Bab 334 – Surat dari Utara
Sylvester berhenti dan memandang burung mayat hidup itu dengan penuh minat. Dia pernah melihat hewan mayat hidup sebelumnya, tetapi ini adalah pertama kalinya dia melihat burung.
“Apakah Uskup Lazark yang mengirimmu?” tanyanya sambil cepat menangkapnya di telapak tangannya.
Burung itu seperti zombie, dengan tubuh yang membusuk dan mata merah yang mematikan. Namun, burung itu tidak mengeluarkan suara sama sekali dan tetap tenang dalam genggaman Sylvester tanpa menggeliat sedikit pun.
“Sebuah surat?” Dia memperhatikan selembar kertas kecil yang digulung dan diikatkan pada cakar burung itu.
Ia segera membuka ikatannya dan membacanya dengan suara pelan agar Miraj juga bisa mendengarnya. “Utara memanggil, karena masalah sedang bergejolak. Akankah kau menanggapi atau membiarkan sekutumu kalah? Waktu sangat penting, bereaksilah, atau saksikan mereka lenyap menjadi usang.”
“Apa? Mengapa Uskup Lazark menulis itu…? Dia tidak menulisnya!”
Sylvester melirik burung mayat hidup itu untuk kedua kalinya dan menggenggam surat itu di tangan satunya. Kerutan dalam segera muncul di wajahnya saat makna di balik kata-kata itu menjadi jelas. Itu adalah pesan yang memberitahunya bahwa ada masalah di utara dan teman-temannya dalam bahaya.
“Chonky! Rencana berubah. Istirahat kita berakhir sekarang! Pegang erat-erat!” perintahnya sambil menepuk punggung kuda itu.
Dalam sekejap, dengan kecepatan penuh, Frost berkuda menembus kabut musim dingin. Sylvester membungkuk ke depan untuk mengurangi hambatan udara dan mendekati perkemahan Inkuisitor.
Dia melambaikan tangan kepada para penjaga dan masuk tanpa kesulitan, lalu turun dari kuda tepat di depan kediaman Lady Aurora dalam sekejap.
“Nyonya Aurora!” Dia memanggilnya.
Pintu kayu tenda besar itu terbuka, dan dia keluar sambil menggosok matanya yang lelah. Saat itu dia tidak mengenakan baju zirah biasanya. Dia hanya mengenakan gaun tidur panjang polos yang kebesaran.
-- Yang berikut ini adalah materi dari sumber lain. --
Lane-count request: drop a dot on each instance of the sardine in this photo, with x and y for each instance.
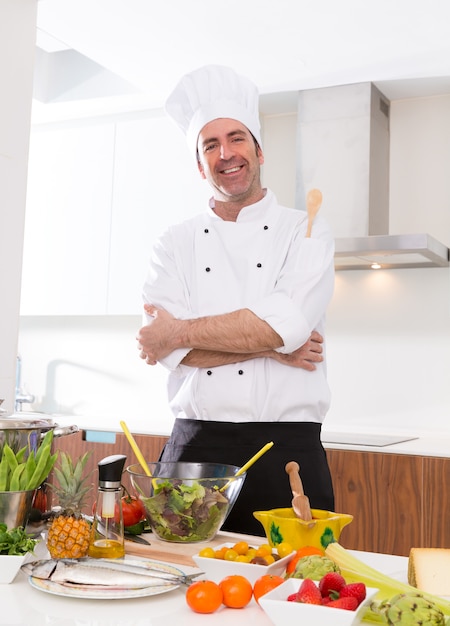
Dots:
(102, 573)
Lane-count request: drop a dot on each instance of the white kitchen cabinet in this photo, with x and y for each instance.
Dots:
(156, 183)
(67, 223)
(98, 195)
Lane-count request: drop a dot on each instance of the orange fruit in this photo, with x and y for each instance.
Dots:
(266, 583)
(237, 591)
(299, 554)
(204, 596)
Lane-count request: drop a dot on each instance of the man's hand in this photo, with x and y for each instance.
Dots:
(305, 356)
(158, 338)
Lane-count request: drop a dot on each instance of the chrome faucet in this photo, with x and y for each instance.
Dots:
(21, 397)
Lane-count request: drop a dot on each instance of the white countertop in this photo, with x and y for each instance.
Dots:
(424, 444)
(23, 605)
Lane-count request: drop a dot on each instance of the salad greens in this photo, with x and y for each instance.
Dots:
(15, 541)
(186, 513)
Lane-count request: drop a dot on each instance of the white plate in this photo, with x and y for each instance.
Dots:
(61, 589)
(282, 612)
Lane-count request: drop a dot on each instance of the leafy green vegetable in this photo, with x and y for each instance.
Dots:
(185, 513)
(15, 541)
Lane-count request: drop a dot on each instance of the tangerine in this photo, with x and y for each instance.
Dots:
(237, 591)
(204, 596)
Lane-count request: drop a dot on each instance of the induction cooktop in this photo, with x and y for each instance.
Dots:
(364, 439)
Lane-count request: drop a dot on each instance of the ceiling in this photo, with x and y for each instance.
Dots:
(100, 56)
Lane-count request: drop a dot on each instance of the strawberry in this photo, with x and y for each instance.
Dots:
(350, 603)
(331, 584)
(309, 592)
(354, 590)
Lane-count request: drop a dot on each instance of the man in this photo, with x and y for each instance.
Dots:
(235, 300)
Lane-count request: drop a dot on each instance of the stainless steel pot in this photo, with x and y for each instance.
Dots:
(20, 431)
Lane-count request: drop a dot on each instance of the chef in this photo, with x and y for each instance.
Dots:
(235, 303)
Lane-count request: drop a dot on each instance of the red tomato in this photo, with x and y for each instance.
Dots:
(133, 511)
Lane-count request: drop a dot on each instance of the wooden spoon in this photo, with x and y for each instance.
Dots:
(300, 502)
(313, 204)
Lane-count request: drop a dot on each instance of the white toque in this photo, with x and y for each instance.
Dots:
(209, 93)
“Sylvester? Kenapa kau datang sepagi ini?”
“Bolehkah saya?” Dia memberi isyarat untuk masuk.
“Baiklah, silakan masuk.”
Sylvester melakukannya dan menutup pintu di belakangnya. “Ada urusan mendesak, Aur—”
Aurora kembali ke tempat tidurnya dengan lelah, bergumam sesuatu. “Aku belum menemukan catatan tentang seorang gadis bernama Zye atau seorang Uskup bernama Monarthy Reed. Aku akan mencari lebih lanjut besok… Selamat malam…”
Sylvester meminta Aurora untuk menggunakan kemampuannya mencari dua nama yang pernah ia dengar dalam penglihatannya selama bertahun-tahun. Ia akhirnya memutuskan untuk melakukan sesuatu karena gadis kecil dalam penglihatan itu benar-benar terlalu menyedihkan dan membutuhkan bantuan.
Meskipun penglihatan-penglihatan itu bukanlah masalah terbesarnya saat ini.
Dia menunjukkan burung mayat hidup itu padanya dan mengulurkan secarik kertas kecil. “Bangun! Ini mendesak! Lihat ini. Seekor burung mayat hidup menyampaikan pesan ini kepadaku dari utara.”
“Apa?!” Aurora langsung kehilangan tidurnya dan menatap burung mati itu. “Bagaimana makhluk undead bisa masuk ke Tanah Suci?”
Dia mengambil koran itu dan langsung membacanya. Tak lama kemudian, wajahnya pun menunjukkan ekspresi cemberut yang sama seperti Sylvester. Lalu dia bangkit dan mulai mengenakan baju zirahnya.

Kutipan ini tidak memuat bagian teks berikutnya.